Diritti Digitali Post

Le piattaforme, i giornali e il futuro dell’informazione

18 Dicembre 2022 14 min lettura

author:

Le piattaforme, i giornali e il futuro dell’informazione

Iscriviti alla nostra Newsletter

13 min lettura

Qualità o redditività?

La nostra società ha bisogno dei giornali? Questa è una delle domande più importanti della nostra era. Per rispondere a questa domanda si combattono battaglie miliardarie nei tribunali, e si alimenta una feroce attività di lobbying specialmente a livello internazionale (in Europa per lo più) per ottenere norme che tutelino l’editoria (vedi direttiva copyright). La tesi è che internet avrebbe ucciso i giornali, che le piattaforme del web “rubano” contenuti agli editori, e tutto ciò impoverirebbe la nostra società, con le ricadute negative della moltiplicazione delle fake news e della disinformazione. I giornali muoiono per colpa delle piattaforme del web, e questo devasterebbe la nostra società.

Leggi anche >> La Direttiva Copyright diventa legge degli Stati europei

A questo argomento generale se ne aggiungono molti periferici, come l’elogio del “muro etico” proprio dei giornali. I giornali non solo si occupano di fornire notizie ai cittadini, ma la separazione tra parte editoriale e commerciale (certe volte purtroppo solo presunta) consentirebbe al giornalista di perseguire la verità, qualunque essa sia. Senza doversi preoccupare dell’influenza dell’editore, o di terze parti sull’editore.

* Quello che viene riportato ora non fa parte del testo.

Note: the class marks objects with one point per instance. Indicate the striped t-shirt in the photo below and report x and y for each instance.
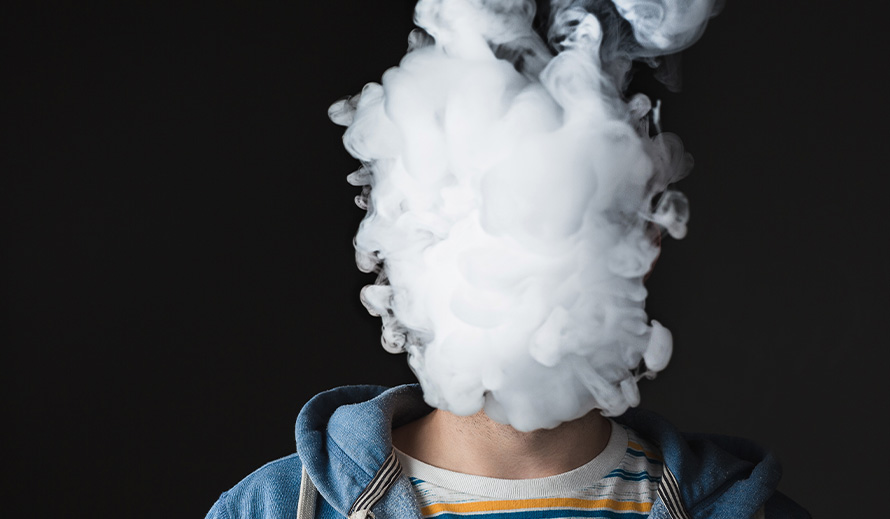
(621, 482)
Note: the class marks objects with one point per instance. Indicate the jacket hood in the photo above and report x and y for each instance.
(344, 437)
(716, 473)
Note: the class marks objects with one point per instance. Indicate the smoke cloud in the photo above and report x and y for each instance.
(514, 198)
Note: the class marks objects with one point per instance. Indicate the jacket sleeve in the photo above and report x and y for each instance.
(219, 509)
(270, 492)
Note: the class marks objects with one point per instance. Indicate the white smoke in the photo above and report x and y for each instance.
(512, 195)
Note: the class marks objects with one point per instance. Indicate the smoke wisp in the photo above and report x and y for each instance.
(513, 195)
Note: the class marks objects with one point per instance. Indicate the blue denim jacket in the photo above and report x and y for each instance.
(344, 438)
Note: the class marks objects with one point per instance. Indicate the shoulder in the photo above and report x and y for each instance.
(270, 491)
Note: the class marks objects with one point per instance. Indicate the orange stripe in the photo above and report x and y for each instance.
(639, 447)
(495, 506)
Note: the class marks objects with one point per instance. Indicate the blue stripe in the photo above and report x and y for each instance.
(631, 476)
(549, 513)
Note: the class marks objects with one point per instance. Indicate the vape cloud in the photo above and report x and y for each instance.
(512, 193)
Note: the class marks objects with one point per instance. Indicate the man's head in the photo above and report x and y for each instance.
(510, 195)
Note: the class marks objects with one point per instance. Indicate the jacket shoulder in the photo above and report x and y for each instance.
(272, 491)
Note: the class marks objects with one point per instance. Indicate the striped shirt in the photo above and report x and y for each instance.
(621, 482)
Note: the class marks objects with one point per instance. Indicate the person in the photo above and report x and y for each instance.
(526, 402)
(368, 451)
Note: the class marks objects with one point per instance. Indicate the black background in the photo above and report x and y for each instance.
(178, 272)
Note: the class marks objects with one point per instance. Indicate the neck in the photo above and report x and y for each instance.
(480, 446)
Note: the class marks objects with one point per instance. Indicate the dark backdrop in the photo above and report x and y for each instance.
(178, 273)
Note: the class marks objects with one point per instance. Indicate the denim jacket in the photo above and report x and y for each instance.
(344, 466)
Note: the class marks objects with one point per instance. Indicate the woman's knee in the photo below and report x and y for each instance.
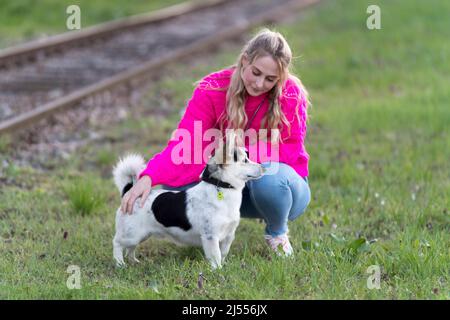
(300, 200)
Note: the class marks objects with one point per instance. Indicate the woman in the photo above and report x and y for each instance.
(257, 93)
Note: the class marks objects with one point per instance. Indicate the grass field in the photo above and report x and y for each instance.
(379, 173)
(22, 20)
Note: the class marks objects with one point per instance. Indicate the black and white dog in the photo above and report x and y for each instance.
(205, 215)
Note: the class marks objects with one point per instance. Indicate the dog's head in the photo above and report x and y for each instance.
(230, 163)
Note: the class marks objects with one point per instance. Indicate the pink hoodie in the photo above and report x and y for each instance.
(206, 105)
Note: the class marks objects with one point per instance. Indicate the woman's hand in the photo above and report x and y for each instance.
(141, 188)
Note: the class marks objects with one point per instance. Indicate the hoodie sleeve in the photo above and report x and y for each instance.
(295, 107)
(181, 162)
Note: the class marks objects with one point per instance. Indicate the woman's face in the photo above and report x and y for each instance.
(260, 76)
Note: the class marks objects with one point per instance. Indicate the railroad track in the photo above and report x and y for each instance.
(40, 79)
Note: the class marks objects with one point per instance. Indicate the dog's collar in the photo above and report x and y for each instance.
(217, 182)
(206, 176)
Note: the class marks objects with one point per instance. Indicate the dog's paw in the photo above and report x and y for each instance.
(120, 264)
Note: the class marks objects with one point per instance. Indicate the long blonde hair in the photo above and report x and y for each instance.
(264, 43)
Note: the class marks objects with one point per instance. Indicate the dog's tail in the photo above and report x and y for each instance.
(126, 170)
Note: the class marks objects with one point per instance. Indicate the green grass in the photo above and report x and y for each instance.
(22, 20)
(379, 175)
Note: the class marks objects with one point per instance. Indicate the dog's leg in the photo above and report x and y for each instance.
(118, 254)
(212, 250)
(131, 251)
(225, 245)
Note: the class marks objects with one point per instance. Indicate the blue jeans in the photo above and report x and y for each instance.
(278, 196)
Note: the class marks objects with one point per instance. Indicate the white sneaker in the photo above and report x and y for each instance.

Ma la questione non è così semplice. Un punto essenziale è che oggi la qualità del giornalismo è piuttosto irrilevante. La pubblicazione di notizie è un’attività commerciale come tutte le altre, non diversa dall'attività pubblicitaria di Facebook. E in quanto tale resiste solo finché è redditizia. Non importa quanto sia buono il prodotto se poi non attira profitti, ciò che conta davvero, perché rimanga sul mercato, non è la qualità delle notizie, ma la sua redditività.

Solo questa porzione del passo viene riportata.